Shelter-in-place orders and office closures motivated by the pandemic have sent fitness equipment sales skyrocketing over the past few months. A report commissioned by eBay found that between March and April of this year, home gym sales increased up to 20 times in some categories compared with the same time frame last year.

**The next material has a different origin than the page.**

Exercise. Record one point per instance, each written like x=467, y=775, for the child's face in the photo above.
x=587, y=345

NPD Group reported that in March alone, fitness equipment sales rose 130% year-over-year, with benches up a whopping 259%.
Tonal, which says sales are up 12 times year-over-year, plans to collaborate with the Mayo Clinic on a clinical trial exploring physical therapy applications, the results of which are expected to be released in early 2021. The company is also expanding its presence in the hospitality space, with installations in the Four Seasons Palo Alto, Andaz Scottsdale Resort and Bungalows, the Waldorf Astoria Boca Raton Resort and Club, and the JW Marriott Anaheim.
Tonal’s $2,995 equipment, which attaches to any wall with two studs, lets bodybuilders lift up to 200 pounds in one-pound increments. Adjustable arms and 17 different sensors support over 170 leg, arm, shoulder, back, core, and chest workouts. Tonal says its system of magnets and algorithms makes thousands of calculations a second to adjust on the fly, delivering inertia-free resistance in a form factor smaller than a flatscreen TV.
Tonal customers can purchase a $495 accessories bundle with handles, bars, benches, rollers, workout mats, and more to add additional movements. “Smart handles” sport six-axis gyroscopes and a Bluetooth radio to track reps wirelessly.
Each Tonal unit features an LED touchscreen that shows the hundreds of guided workouts available through the company’s $49 per month subscription program. (A companion smartphone app tracks progress and recommends newly released programs and coaches.) After taking a strength assessment, Tonal chooses the weight settings automatically corresponding to workout type (e.g., curls and lunges), reducing weight toward the end of sessions if it senses low resistance.
Analysts recently pegged the U.S. fitness industry at $30 billion, and the popularity of boutique fitness classes has grown 10 times in the last five years. Tonal competes with rivals like Peloton, which recently introduced entry-level products; Tempo which recently raised $60 million; and Vi, which is expanding availability of its earbuds and AI-powered running coach products.
But Tonal, which claims to have 95% of the market share in the connected strength segment, has celebrity endorsements on its side. The company claims “hundreds” of professional athletes (including half of NBA teams during this year’s playoff games) have used its equipment, and many notable figures have contributed to its previous funding rounds, including Serena Williams, Klay Thompson, Tony Gonzalez, Stephen Curry, Paul George, Bobby Wagner, Michelle Wie, Rudy Gay, and Kyle Rudolph.
L Catterton led the investment in San Francisco-based Tonal, with participation from new backers Delta-v Capital, the Amazon Alexa Fund, and Mousse Partners. The five-year-old company says a portion of the funding, which brings its total raised to over $200 million following a $45 million funding round in April 2019, is going to three new office locations and a retail presence expansion to 15 new markets across the U.S.